Wir lehnen eine Ausdehnung der Ladenöffnungszeiten ab, auch was den 8. Dezember betrifft, können wir uns eine Zurücknahme der Öffnungsmöglichkeit vorstellen.

Zur Frage 5:

In dieser Frage sind wir in Graz und anderen steirischen Gemeinden schon lange aktiv. In unserem Manifest für die Landtagswahl fordern wir: Gesetzliche Verpflichtung für Handelsketten, Betriebskindergärten einzurichten! Flächendeckende Schaffung von kostenlosen Kinderbetreuungseinrichtungen und Schülerhorten.
Erhöhung der Kinderbeihilfe auf ein existenzsicherndes Niveau. Gewährleistung einer unentgeltlichen gesellschaftlichen Betreuung der Kinder in Kinderkrippen, Kindergärten, Ganztagsschulen und Schulhorten.

Zur Frage 6:

Maximaler Kinderbetreuungsgeldanspruch und arbeitsrechtliche Karenzzeit sollen angeglichen werden, das heißt: Die Behaltefrist muss verlängert werden. Außerdem verlangen wir den flächendeckenden Ausbau von Kinderbetreungseinrichtungen.

Zur Frage 7

a) Wir treten für die Senkung der KlassenschülerInnen-Höchstzahl auf 25 ein.
b) Die Vorschulpflicht im Kindergartenalter ist eine überlegenswerte Idee, die konkretisiert werden kann, wenn aus kinderpsychologischer Sicht nichts dagegen spricht.
c) Die KPÖ fordert die Gesamtschule aller 10 –15jährigen.

Zur Frage 8:

Wir treten für eine soziale Gesundheitsversorgung und die Abschaffung jeder Form von „Selbstbeteiligung“ in der Krankenversicherung ein.
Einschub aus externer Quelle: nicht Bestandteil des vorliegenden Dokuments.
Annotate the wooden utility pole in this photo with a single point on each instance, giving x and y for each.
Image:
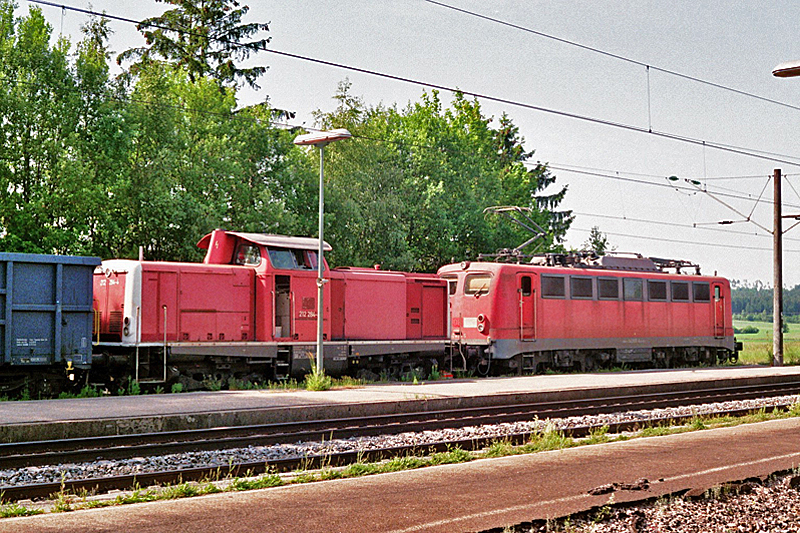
(777, 265)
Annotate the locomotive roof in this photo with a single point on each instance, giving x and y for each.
(268, 239)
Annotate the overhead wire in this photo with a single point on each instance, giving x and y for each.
(612, 55)
(750, 152)
(744, 151)
(693, 243)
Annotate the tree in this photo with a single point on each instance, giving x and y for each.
(410, 188)
(597, 242)
(204, 37)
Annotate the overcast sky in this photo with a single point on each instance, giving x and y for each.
(730, 43)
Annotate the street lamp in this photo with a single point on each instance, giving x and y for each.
(321, 139)
(789, 69)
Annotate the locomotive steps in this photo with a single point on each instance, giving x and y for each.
(129, 415)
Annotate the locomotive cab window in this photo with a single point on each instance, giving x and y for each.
(290, 259)
(477, 284)
(452, 283)
(608, 288)
(553, 287)
(680, 291)
(702, 291)
(657, 291)
(633, 289)
(248, 255)
(580, 288)
(525, 286)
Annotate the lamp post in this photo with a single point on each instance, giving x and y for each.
(321, 139)
(789, 69)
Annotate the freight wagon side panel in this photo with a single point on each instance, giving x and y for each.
(46, 303)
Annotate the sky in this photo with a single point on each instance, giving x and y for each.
(616, 175)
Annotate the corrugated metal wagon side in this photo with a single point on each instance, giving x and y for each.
(46, 318)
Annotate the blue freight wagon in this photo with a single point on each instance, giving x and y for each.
(46, 320)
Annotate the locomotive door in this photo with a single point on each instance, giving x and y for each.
(719, 312)
(527, 307)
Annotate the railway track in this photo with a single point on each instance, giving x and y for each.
(20, 455)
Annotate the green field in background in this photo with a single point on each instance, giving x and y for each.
(757, 347)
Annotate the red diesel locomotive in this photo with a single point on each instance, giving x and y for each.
(562, 312)
(249, 312)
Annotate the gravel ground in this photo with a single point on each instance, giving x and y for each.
(772, 507)
(101, 468)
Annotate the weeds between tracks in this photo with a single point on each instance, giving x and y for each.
(545, 440)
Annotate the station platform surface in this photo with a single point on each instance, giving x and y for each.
(51, 419)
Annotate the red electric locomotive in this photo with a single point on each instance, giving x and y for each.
(249, 312)
(565, 312)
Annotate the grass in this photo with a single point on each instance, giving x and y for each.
(757, 347)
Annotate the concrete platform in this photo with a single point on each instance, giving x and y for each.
(53, 419)
(483, 494)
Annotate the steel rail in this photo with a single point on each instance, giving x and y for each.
(38, 453)
(332, 460)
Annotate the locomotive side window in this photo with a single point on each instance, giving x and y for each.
(525, 286)
(286, 259)
(248, 255)
(632, 288)
(477, 284)
(657, 291)
(452, 283)
(680, 291)
(608, 288)
(580, 288)
(553, 287)
(702, 291)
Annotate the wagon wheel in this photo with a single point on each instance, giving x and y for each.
(591, 363)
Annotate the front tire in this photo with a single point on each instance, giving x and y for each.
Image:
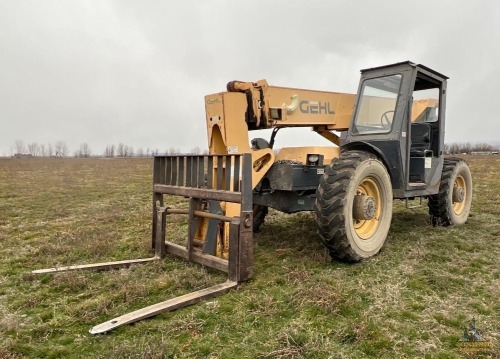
(451, 205)
(259, 216)
(354, 206)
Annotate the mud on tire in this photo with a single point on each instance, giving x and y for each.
(348, 238)
(451, 205)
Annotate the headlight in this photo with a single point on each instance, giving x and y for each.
(313, 158)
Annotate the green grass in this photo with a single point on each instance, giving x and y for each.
(412, 300)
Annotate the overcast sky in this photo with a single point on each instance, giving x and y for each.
(104, 72)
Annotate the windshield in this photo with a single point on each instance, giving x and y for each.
(377, 105)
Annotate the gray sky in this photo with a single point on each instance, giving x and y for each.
(136, 72)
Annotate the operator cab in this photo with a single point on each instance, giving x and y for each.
(399, 116)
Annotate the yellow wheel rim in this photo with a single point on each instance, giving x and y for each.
(366, 228)
(458, 207)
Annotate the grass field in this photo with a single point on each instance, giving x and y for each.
(413, 300)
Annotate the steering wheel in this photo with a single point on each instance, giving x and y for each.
(385, 121)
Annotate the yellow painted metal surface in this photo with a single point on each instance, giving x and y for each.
(299, 153)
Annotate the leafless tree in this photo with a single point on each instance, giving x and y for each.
(85, 150)
(50, 150)
(120, 150)
(173, 151)
(34, 149)
(109, 151)
(61, 149)
(20, 147)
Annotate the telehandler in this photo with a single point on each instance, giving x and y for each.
(387, 142)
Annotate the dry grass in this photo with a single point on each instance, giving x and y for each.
(412, 300)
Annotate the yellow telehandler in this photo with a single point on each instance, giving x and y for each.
(387, 142)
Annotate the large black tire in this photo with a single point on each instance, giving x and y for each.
(451, 205)
(348, 238)
(259, 215)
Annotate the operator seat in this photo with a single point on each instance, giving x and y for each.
(420, 139)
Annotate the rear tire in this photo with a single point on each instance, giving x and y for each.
(451, 205)
(348, 238)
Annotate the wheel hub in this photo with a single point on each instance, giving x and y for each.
(458, 194)
(364, 207)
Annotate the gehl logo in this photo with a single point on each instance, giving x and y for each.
(315, 107)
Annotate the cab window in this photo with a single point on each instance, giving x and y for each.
(377, 105)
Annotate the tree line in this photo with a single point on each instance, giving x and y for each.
(61, 149)
(467, 148)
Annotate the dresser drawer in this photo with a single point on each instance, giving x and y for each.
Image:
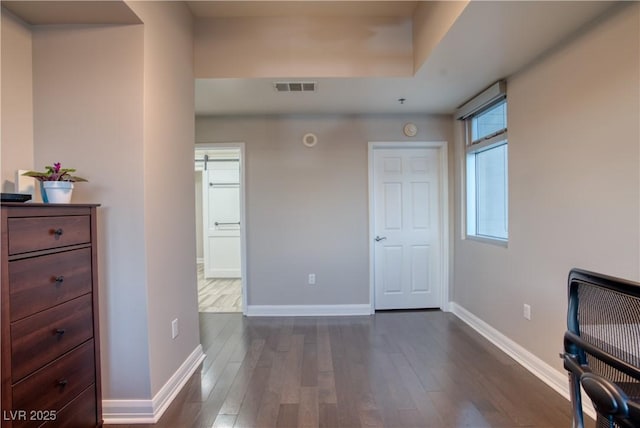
(80, 413)
(56, 384)
(41, 233)
(41, 282)
(43, 337)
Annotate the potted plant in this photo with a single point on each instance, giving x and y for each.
(56, 183)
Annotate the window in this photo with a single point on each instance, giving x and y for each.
(486, 166)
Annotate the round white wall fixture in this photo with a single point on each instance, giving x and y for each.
(309, 139)
(410, 129)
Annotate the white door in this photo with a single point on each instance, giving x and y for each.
(407, 250)
(221, 213)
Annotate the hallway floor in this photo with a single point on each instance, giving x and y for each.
(218, 294)
(392, 369)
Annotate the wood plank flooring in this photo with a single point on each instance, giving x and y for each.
(394, 369)
(218, 294)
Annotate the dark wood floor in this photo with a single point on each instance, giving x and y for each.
(394, 369)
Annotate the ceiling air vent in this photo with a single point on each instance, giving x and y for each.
(295, 86)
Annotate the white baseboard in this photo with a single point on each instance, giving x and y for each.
(307, 310)
(150, 411)
(557, 380)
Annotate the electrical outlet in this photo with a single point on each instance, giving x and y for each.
(174, 328)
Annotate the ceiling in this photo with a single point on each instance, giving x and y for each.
(217, 9)
(72, 12)
(489, 41)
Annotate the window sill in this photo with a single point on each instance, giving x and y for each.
(493, 241)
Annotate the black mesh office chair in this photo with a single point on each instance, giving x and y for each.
(602, 348)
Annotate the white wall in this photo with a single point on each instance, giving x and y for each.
(88, 107)
(169, 204)
(116, 102)
(17, 99)
(307, 208)
(574, 185)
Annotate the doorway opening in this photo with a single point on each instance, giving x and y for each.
(220, 225)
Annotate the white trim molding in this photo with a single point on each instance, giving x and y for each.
(555, 379)
(150, 411)
(307, 310)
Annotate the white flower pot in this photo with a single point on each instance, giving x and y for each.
(58, 192)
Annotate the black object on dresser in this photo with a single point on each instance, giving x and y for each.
(50, 340)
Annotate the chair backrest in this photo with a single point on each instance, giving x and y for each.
(603, 340)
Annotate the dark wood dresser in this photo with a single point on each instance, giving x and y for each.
(49, 296)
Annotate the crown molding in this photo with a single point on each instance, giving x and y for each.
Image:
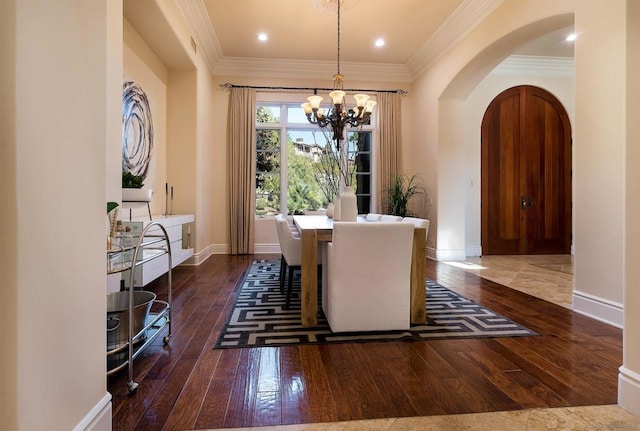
(536, 65)
(195, 13)
(259, 67)
(464, 19)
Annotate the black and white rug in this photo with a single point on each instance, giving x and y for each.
(258, 318)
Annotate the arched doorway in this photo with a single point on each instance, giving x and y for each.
(526, 174)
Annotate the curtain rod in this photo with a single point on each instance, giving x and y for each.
(257, 87)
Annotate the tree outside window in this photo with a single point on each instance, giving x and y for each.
(307, 167)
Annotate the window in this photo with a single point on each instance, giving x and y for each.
(292, 157)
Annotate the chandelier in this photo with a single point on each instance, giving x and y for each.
(338, 115)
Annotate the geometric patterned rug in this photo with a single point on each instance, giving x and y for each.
(259, 319)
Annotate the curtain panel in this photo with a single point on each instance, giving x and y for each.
(389, 160)
(242, 163)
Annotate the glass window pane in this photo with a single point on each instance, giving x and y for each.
(296, 115)
(267, 193)
(303, 192)
(268, 114)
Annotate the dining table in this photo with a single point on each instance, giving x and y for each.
(315, 229)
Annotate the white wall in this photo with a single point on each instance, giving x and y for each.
(63, 114)
(562, 87)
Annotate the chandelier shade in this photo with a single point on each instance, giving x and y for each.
(338, 115)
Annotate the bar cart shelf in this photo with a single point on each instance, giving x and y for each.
(152, 243)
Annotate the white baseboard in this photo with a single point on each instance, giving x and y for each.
(473, 250)
(598, 308)
(221, 249)
(431, 253)
(99, 418)
(199, 257)
(629, 390)
(455, 255)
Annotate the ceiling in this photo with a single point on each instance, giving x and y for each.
(303, 34)
(302, 30)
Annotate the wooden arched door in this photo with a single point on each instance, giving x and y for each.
(526, 174)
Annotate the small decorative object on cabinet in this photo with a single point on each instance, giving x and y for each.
(348, 205)
(132, 323)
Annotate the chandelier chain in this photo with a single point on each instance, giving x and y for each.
(338, 37)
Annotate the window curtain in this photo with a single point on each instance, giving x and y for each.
(389, 160)
(242, 169)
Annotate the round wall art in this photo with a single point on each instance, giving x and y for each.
(137, 130)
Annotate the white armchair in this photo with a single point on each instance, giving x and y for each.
(368, 277)
(291, 249)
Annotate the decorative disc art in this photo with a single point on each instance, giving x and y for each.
(137, 130)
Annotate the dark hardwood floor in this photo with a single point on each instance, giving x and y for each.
(187, 385)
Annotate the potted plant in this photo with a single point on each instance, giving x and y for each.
(132, 190)
(401, 190)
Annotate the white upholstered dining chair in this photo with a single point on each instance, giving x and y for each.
(368, 267)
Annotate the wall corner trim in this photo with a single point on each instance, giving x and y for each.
(99, 418)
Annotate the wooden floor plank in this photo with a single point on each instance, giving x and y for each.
(187, 385)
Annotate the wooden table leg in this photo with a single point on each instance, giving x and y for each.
(309, 289)
(418, 277)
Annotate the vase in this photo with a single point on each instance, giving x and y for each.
(330, 209)
(348, 205)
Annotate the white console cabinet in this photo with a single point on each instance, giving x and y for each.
(179, 229)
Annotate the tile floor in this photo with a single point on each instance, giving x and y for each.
(549, 277)
(546, 277)
(570, 418)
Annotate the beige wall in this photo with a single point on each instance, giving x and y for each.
(54, 177)
(629, 383)
(8, 232)
(438, 109)
(599, 149)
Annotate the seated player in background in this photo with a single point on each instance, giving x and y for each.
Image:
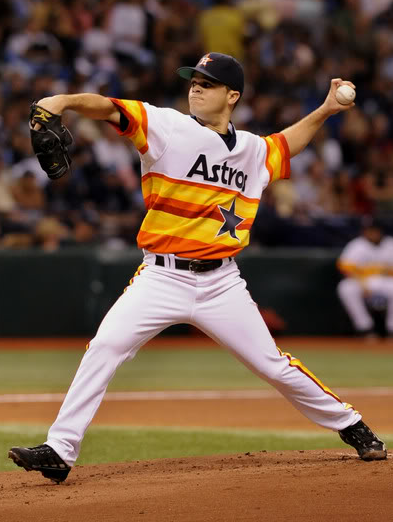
(367, 266)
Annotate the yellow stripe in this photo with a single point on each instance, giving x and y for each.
(197, 195)
(274, 158)
(138, 271)
(300, 366)
(138, 137)
(199, 229)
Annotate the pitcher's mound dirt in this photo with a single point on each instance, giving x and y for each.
(315, 486)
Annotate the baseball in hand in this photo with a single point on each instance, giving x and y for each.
(345, 94)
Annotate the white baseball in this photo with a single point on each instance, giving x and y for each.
(345, 94)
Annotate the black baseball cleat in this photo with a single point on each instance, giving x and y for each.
(41, 458)
(366, 443)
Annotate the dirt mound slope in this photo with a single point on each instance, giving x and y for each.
(315, 486)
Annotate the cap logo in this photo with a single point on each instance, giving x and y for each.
(205, 60)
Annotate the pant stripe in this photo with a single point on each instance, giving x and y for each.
(300, 366)
(138, 271)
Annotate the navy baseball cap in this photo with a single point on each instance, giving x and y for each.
(220, 67)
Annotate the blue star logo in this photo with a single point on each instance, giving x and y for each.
(231, 221)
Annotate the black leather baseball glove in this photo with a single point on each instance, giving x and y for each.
(50, 142)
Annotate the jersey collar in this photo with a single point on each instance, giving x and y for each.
(229, 138)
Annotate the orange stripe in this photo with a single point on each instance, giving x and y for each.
(164, 244)
(138, 271)
(188, 210)
(282, 145)
(123, 109)
(268, 165)
(300, 366)
(144, 118)
(204, 186)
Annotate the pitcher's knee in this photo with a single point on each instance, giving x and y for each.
(108, 344)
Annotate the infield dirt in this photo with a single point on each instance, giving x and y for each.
(317, 486)
(293, 486)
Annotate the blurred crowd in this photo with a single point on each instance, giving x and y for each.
(290, 50)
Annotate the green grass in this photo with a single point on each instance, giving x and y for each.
(47, 371)
(119, 444)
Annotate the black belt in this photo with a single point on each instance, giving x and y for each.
(194, 265)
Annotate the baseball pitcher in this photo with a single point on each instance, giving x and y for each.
(202, 182)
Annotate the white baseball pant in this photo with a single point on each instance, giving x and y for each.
(219, 304)
(352, 296)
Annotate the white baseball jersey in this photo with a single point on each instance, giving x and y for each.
(201, 197)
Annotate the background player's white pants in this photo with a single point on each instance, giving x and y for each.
(218, 303)
(351, 293)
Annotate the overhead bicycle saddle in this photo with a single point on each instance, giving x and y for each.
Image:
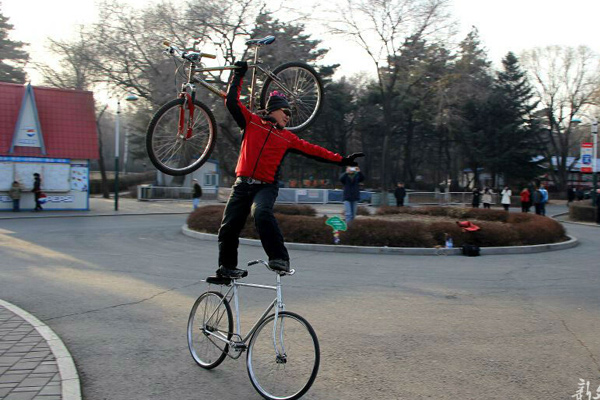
(260, 42)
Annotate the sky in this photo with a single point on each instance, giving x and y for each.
(507, 25)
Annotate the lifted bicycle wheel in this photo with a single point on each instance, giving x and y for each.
(180, 138)
(210, 315)
(283, 364)
(304, 91)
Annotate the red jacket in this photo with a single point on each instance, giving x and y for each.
(263, 144)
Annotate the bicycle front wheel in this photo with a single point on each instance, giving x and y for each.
(177, 142)
(283, 364)
(210, 319)
(303, 88)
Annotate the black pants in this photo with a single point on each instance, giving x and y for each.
(257, 199)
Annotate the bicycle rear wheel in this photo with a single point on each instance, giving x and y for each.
(303, 88)
(289, 375)
(210, 315)
(172, 148)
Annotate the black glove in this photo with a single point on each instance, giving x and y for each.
(242, 67)
(349, 160)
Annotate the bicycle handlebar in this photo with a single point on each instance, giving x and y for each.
(189, 56)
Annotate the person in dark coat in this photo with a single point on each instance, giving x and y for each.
(400, 194)
(476, 198)
(196, 193)
(598, 206)
(570, 195)
(37, 191)
(351, 180)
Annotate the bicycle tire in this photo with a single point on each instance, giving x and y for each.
(168, 150)
(203, 349)
(287, 380)
(304, 90)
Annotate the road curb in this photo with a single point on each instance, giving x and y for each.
(69, 378)
(415, 251)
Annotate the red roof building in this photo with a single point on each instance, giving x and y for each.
(67, 122)
(49, 133)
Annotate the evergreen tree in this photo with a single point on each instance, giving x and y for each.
(470, 92)
(12, 55)
(512, 141)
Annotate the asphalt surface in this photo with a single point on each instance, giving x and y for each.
(118, 290)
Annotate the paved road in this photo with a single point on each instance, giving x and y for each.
(117, 290)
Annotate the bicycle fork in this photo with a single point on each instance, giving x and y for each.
(280, 355)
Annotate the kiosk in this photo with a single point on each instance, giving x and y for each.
(51, 132)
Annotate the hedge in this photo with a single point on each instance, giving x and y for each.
(582, 211)
(498, 228)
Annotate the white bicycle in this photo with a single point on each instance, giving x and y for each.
(282, 348)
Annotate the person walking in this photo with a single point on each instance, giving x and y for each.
(598, 206)
(506, 194)
(486, 199)
(15, 194)
(351, 180)
(196, 193)
(264, 143)
(37, 191)
(536, 198)
(476, 198)
(544, 199)
(570, 195)
(525, 200)
(400, 194)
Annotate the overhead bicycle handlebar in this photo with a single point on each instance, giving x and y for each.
(190, 56)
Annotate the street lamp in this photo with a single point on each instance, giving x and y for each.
(129, 97)
(594, 155)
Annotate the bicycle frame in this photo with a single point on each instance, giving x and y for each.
(277, 303)
(254, 66)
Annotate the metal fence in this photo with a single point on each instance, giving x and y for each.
(150, 192)
(315, 196)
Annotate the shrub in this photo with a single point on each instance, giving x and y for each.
(206, 219)
(362, 210)
(539, 230)
(582, 211)
(521, 229)
(387, 233)
(292, 209)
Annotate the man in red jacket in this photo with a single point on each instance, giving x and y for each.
(265, 142)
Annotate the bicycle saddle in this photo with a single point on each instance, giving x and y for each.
(217, 280)
(261, 42)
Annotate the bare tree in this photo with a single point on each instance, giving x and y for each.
(567, 80)
(381, 28)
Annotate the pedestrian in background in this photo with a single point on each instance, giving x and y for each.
(525, 200)
(15, 194)
(570, 195)
(400, 194)
(598, 206)
(196, 193)
(506, 194)
(486, 199)
(476, 198)
(544, 199)
(536, 198)
(37, 191)
(351, 180)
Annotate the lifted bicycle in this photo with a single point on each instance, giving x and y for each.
(182, 133)
(283, 352)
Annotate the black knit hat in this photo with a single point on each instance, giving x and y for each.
(276, 101)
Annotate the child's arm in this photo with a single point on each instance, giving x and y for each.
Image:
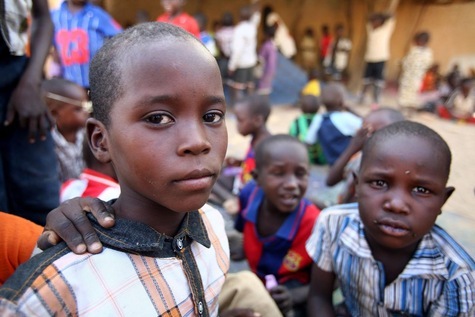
(336, 172)
(69, 222)
(321, 293)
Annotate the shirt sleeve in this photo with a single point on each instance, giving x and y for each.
(319, 244)
(458, 297)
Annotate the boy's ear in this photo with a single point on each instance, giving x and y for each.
(448, 192)
(98, 140)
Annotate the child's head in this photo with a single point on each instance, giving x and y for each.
(252, 113)
(173, 6)
(401, 186)
(382, 117)
(421, 38)
(333, 97)
(309, 104)
(67, 102)
(282, 169)
(159, 112)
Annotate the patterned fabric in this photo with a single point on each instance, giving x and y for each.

Daher wenden wir uns gegen eine Mehr-Klassen-Medizin: Alle Menschen haben ein gleiches Recht auf Gesundheit – Gesundheit darf keine Ware sein! Eine wichtige Forderung der KPÖ: Keine Privatisierung der KAGES!

Zu den Fragen 9 und 10:

Aus unserer Erfahrung in Graz wissen wir, dass in immer stärkerem Ausmaß versucht wird, Budgetprobleme auf Kosten des Personals im öffentlichen Dienst zu lösen. Wir sind für eine Reform der öffentlichen Verwaltung in der Steiermark, die ihren Dienstleistungscharakter verstärkt. Die KPÖ tritt für Einsparungen an der Spitze ein – vor allem bei den politischen Büros, die in großem Umfang der Selbstdarstellung von Politkern dienen. Wo es um den Kontakt mit der Bevölkerung und um Leistungen der sozialen Versorgung geht, darf nicht beim Personal gespart werden.

Zum Abschluss:
Die ungehemmte Kapitaloffensive hat auch in unserem Land alle gesellschaftlichen Bereiche der Kapitalverwertung unterworfen; Gesundheit, Bildung, Pensionen werden dem Kapitalmarkt geöffnet. Für Österreich bedeutet das: Eine faktische Zerschlagung der Verstaatlichten Industrie, die Öffnung der Pensionskassen für private Anbieter und damit einhergehend eine Schwächung des staatlichen Umlageverfahrens, Angriffe auf die gesetzliche Krankenversicherung - Stichwort Selbstbehalte - und schließlich die Unterordnung der Bildung unter Kapitalinteressen. Gerade die Steiermark hat durch die Privatisierung wichtiger Standorte der verstaatlichten Industrie einen vermehrten Aderlass an qualifizierten Facharbeitern zu verkraften gehabt, soziale Leistungen der ehemals verstaatlichten Betriebe wurden gegen Null gefahren.
Der ÖGB kann eine wichtige Rolle beim Versuch spielen, Gegenpositionen zu diesem Kurs auf Sozialabbau und Privatisierung aufzubauen.
Im Namen der steirischen KPÖ möchte ich die Hoffnung ausdrücken, dass sich auf diesem Gebiet Möglichkeiten zur Zusammenarbeit mit Ihrer Organisation ergeben werden.